Written By Derek Dujardin | Photography By Jimmy Chiarella with JC Studios
Besides being one of the fastest-growing financial institutions in Tennessee, SouthEast Bank is banking on sustainable future for itself and the community with its latest branch in Farragut, TN.
The new 32,000 sq. ft., four-story branch and corporate office building, located in Farragut, TN, is touted by many, including the Mayor of Farragut Ralph McGill, as “a model for what business development can attain” in terms of economic, environmental and technological efficiencies.
However, it’s important to note that being a model for sustainability and green LEED® certification was not the goal when the project began. SouthEast Bank Executive Chairman John Arnold worked with Knick Myers of Myers Bros. Holdings and Trent Ferrell of Blue Ridge Architecture to create a classic architectural style that would never appear dated, while also providing state-of-the-art systems and infrastructure allowing for long term/low maintenance operation.
Johnson & Galyon was the general contractor on the building, and SouthEast Bank Chief Information Officer Jeff Gibbs orchestrated the innovative technological applications that exist today in the model building. Many of the most sustainable ideas were also the most economical in terms of “total cost of ownership.” While it costs more in the front-end, the cost savings on the back-end was worth the additional expense.

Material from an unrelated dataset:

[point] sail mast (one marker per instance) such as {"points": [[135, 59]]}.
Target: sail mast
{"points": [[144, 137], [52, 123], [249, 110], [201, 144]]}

While many eco-friendly buildings look like they belong on the set of a science fiction movie, the Farragut location blends in well with the nearby Renaissance Plaza Business Park. It exceeds both aesthetic and infrastructural guidelines requested by the city of Farragut. In fact, many town residents and those involved in the project referred to it as “the brand-new, hundred-year-old building” for its beautiful architectural elements and details.
Eco-Friendly Brick by Brick
• 80% power savings. The building uses only 20% of the power of similar-sized 32,000 sq. ft. buildings. To put that into perspective, this four-story building uses the same amount of energy as two single-family homes.
• DC powered IT network. The fiber optic network runs off DC power, requiring only 30 amps on average. That’s less energy consumption than the average camper trailer!
• EcoWhite roof. White foam spray on the roof reflects heat and doesn’t allow water and temperature penetration.
• LED lighting. All exterior and interior lighting is 100 percent LED bulbs. Motion and audio sensors detect when a room is unoccupied and shut down power automatically.
• Natural light. More than 4,500 sq. ft. of windows allows in more natural light to illuminate offices and public areas. UV tinting on the windows blocks out 99% of UV light, rejecting 40% of heat from direct sunlight, reducing the need for air conditioning during warm months.
• Future-proof fiber optics. The building uses fiber optic cabling instead of copper cabling, which requires only 40 lbs. of raw material versus 2,400 lbs. of copper. Plus, copper is an old and slow technology and likely to be obsolete in five years. The fiber optic system is expected to last a minimum of 25 years.
• Thick insulation. One foot of foam insulation keeps the building warm in the winter and cool in the summer.
• Smart parking. Instead of asphalt that promotes excessive runoff, the parking lot uses paving stones and two feet of compressed gravel to naturally filtrate rainwater before water enters sensitive watershed. Expensive holding tanks and oil-removing eco scrubbers are not necessary.
First of “ITs” kind in the world.
Perhaps the most impressive aspect of the building is the breakthrough network infrastructure that is literally the first of its kind in the world. Conventional networks transmit data over copper wire that has distance limitations and uses hardware that generate heat, requiring additional cooling to keep all components within operating temperatures. SouthEast Bank Chief Information Officer Jeff Gibbs worked with ZHONE, TE, Taylor Telecom Solutions and SOLARA to create a fiber optic infrastructure that runs on DC power, providing fiber optic connectivity to the desktop. Besides eliminating the need for elaborate HVAC systems to keep equipment cool, the entire network runs on just 32 amps of electricity. That’s equivalent to the electricity that a small camper trailer consumes! Scientists and engineers from Oak Ridge National Labs and other interested parties have toured the facility to see how SouthEast Bank built and uses this breakthrough network.